Remus scartò la lista degli oggetti da comprare e prese il foglio che sua madre gli indicava, una terza pagina che era uscita dalla busta e che prima non aveva notato. C'era scritto:
“Caro Remus,
voglio congratularmi con te per la tua ammissione ad Hogwarts.
Temo, però, di doverti chiedere fin da ora di fare attenzione. Molti mi giudicherebbero folle per averti permesso di entrare in questa scuola – qualcuno l'ha già fatto in effetti, ma sono certo di non sbagliarmi.
Potrai diventare un ottimo mago, Remus, ma ad alcune condizioni. È molto importante che nessuno studente scopra che sei un Lupo Mannaro, altrimenti, mi duole ammetterlo, sarò costretto ad allontanarti da Hogwarts. È quindi fondamentale che tu non riveli mai a nessuno la tua natura. Solo il corpo docenti sarà informato della tua situazione.

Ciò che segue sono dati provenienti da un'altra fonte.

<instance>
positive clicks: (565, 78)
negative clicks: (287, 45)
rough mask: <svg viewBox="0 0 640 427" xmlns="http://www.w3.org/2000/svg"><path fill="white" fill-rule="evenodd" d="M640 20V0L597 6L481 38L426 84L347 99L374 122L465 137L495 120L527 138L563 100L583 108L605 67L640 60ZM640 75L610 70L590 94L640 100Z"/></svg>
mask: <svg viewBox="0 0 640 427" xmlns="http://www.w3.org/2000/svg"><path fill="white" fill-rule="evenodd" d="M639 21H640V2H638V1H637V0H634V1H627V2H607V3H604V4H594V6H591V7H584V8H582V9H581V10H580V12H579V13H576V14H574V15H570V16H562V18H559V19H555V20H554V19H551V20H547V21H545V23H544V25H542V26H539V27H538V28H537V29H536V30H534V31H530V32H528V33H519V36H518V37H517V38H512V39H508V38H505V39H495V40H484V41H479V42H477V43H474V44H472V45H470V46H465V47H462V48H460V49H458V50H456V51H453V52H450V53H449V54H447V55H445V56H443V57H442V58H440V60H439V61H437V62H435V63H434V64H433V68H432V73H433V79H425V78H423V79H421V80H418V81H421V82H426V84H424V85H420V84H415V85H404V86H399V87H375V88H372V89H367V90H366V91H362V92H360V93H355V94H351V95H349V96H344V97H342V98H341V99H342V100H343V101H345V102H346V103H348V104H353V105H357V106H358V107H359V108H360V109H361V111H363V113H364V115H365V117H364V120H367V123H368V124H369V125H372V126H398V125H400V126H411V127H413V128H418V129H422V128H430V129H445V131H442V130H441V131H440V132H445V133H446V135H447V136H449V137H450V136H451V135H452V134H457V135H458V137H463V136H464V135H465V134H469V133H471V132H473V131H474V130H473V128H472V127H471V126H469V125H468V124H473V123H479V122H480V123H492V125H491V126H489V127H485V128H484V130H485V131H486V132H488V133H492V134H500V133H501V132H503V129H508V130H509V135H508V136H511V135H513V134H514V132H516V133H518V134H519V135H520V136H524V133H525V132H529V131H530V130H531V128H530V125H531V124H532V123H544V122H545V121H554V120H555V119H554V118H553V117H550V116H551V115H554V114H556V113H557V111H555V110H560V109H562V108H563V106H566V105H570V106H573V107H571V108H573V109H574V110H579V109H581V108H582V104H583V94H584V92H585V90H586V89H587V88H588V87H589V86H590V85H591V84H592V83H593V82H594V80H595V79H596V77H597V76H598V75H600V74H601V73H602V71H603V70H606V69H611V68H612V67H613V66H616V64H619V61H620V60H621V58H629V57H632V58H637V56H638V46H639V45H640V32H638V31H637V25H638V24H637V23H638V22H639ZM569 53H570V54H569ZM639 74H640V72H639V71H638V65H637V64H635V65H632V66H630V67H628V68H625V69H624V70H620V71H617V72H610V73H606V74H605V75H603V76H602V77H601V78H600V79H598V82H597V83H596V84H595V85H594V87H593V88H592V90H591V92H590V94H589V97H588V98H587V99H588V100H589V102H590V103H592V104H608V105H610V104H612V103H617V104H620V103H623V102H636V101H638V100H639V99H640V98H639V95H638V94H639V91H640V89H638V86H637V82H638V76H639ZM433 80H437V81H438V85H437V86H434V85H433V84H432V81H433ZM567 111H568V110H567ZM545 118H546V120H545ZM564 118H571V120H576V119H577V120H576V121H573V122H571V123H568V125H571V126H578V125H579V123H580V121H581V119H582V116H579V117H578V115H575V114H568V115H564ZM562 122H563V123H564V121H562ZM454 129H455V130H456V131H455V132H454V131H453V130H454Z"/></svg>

Con i tuoi genitori abbiamo stabilito delle semplici precauzioni per le notti di plenilunio, così che non accada il peggio. Non ti preoccupare, ti spiegherò tutto con calma, quando arriverai ad Hogwarts.
Albus Silente”


« Avverto papà che ti è arrivata la lettera, » lo informò Cardea, quando il ragazzo sollevò gli occhi dal messaggio di Silente. « È così orgoglioso! »
Uscì dalla stanza, con un sorriso così semplice e sincero che contagiò anche Remus.
Sarebbe andato a Hogwarts. Era vero. Era tutto scritto lì e non era un sogno. Guardò di nuovo la lettera del Preside e la ripiegò con cura.
« Perché mai, poi, dovrei dire a qualcuno che sono un Lupo Mannaro? » chiese turbato ad una pila di pentole sporche.
Remus Jhon Lupin, un Lupo Mannaro, sarebbe andato ad Hogwarts ed aveva una paura folle.